Foto: Gerd Altman/Pixabay

Por Viegas Fernandes da Costa.

Ouvindo o episódio 226 do podcast Foro de Teresina (caso ainda não conheça, fica a dica), comoveu-me a mensagem de um ouvinte do Vale do Itajaí, na qual revela a dificuldade e o medo que ainda persiste de assumir seu voto contrário a Bolsonaro na última eleição. Um medo real, físico, de sair às ruas, e a sensação de isolamento. O ouvinte apela para a criação de uma rede de apoio, afetivo inclusive.

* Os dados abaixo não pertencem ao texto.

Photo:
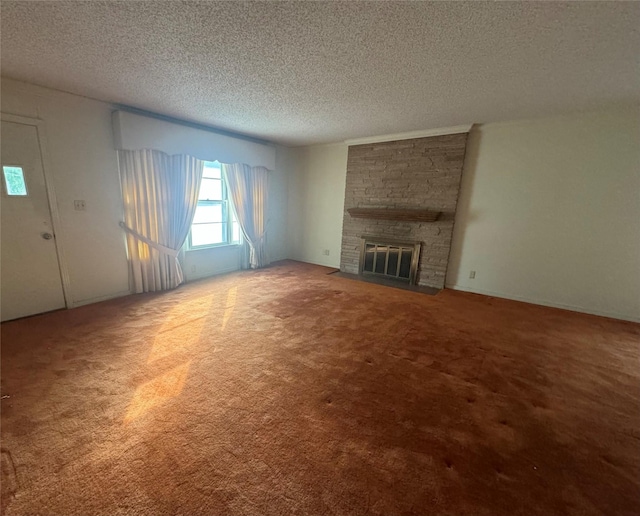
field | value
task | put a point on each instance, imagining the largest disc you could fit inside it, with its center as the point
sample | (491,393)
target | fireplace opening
(389,258)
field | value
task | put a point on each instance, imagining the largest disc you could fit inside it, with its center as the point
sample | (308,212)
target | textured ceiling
(306,72)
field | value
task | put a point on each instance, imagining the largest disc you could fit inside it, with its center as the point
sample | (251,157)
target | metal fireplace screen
(390,258)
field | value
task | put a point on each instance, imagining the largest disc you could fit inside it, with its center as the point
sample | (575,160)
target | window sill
(209,247)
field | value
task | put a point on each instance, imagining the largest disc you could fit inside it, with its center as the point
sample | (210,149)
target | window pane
(14,181)
(212,169)
(208,213)
(210,190)
(208,234)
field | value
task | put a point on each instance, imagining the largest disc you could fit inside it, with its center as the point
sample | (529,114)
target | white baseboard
(573,308)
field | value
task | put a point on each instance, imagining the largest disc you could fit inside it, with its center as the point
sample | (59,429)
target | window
(14,181)
(214,222)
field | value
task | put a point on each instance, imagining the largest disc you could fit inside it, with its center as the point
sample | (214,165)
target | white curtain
(248,188)
(160,197)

Compreendo-o perfeitamente.

Embora também aqui na capital de Santa Catarina (de onde escrevo) Bolsonaro tenha obtido no 2º turno 53% dos votos válidos, o ar parece muito mais irrespirável no Vale do Itajaí, região do interior catarinense que, no seu processo histórico, constituiu-se na promoção do genocídio dos povos indígenas para dar lugar à colonização europeia a partir de projetos privados de loteamento do território. A história do Vale do Itajaí é um dos melhores exemplos para ilustrar as políticas raciais de embranquecimento da população brasileira, os investimentos na eugenia como projeto de nação e do desenvolvimento de uma ética protestante que tem no discurso da acumulação privada e do trabalho enquanto oposição ao tempo livre sua tônica. Não por acaso, o Vale do Itajaí reuniu na década de 1930 uma das maiores concentrações de integralistas no interior do Brasil, foi alvo privilegiado da criminosa campanha de nacionalização promovida pelo governo autoritário de Getúlio Vargas e bateu continência ao golpe de Estado de 1964. Não se trata somente de conservadorismo, mas de autoritarismo fascista sem maquiagem. Em Blumenau, por exemplo, centro regional do Vale do Itajaí e onde Bolsonaro obteve 75% dos votos válidos no 2º turno, um notório e declarado defensor do nazismo formado na Escola Superior de Guerra lecionava livremente História para estudantes de ensino médio e pré-vestibulandos. A devoção que parte significativa da região dedicava (e ainda dedica) a este personagem se materializava não apenas em seu livre trânsito pelas salas de aula lecionando uma disciplina para a qual não era licenciado, mas também no espaço que lhe era disponibilizado pela imprensa local, especialmente nas emissoras de rádio. Trata-se, portanto, de figura pública amplamente conhecida no Vale do Itajaí e que há alguns anos chegou a ser homenageado por seus estudantes que o saudaram com o “sieg heil” durante uma formatura escolar (mesma saudação realizada recentemente por defensores do golpismo em São Miguel do Oeste, no extremo oeste catarinense).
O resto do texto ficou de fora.